真令人难以置信,特里这种人居然是在哥谭长大的,说他是大都会出生的也许还有人信,可他偏偏不是。
对着进度条无聊地数着羊,马文大脑放空地想着。
阿卡姆给的薪水不算少,但人人都知道这是买命钱,只有他们这些缺钱缺疯了的会来博一遭。偏偏特里却不是冲着钱来的,他报考过警校,因为体检不合格被筛了出去,就跑到阿卡姆来当看守,说是要为了哥谭人站好阿卡姆这班岗,真叫人笑掉大牙。
蝙蝠侠缺他一个帮手吗那群神经病多他一块硌脚石吗霸占着阿卡姆看守这么一个重要职位,待价而沽不好吗
如果不是今天这个意外,他们本可以继续干着这肥得流油的活计,等待下一趟哪个大佬又想帮谁越狱时再捞一票。偏偏死了人,那可就没法瞒过去了。亏他们之前还辛辛苦苦想方设法为了关掉监控,断掉了整个阿卡姆的供电。

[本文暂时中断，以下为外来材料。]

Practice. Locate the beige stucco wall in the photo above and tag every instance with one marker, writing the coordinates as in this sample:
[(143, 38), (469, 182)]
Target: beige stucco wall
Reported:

这当然不是为了保护那些蒙着头面的雇佣兵,这是为了保护他们自己不被抓住证据。
“哐”耳边突兀一声撞击突兀地响起,将他从杂乱的思索中打断。
马文回头一看,只见那扇号称可以挡住几发反坦克炮的厚实大门上竟然莫名其妙出现了一道卷皮的裂口,缝隙里探出了一块三角形的金属,看上去很像博物馆里那种中世纪骑士铠甲道具手里握的剑。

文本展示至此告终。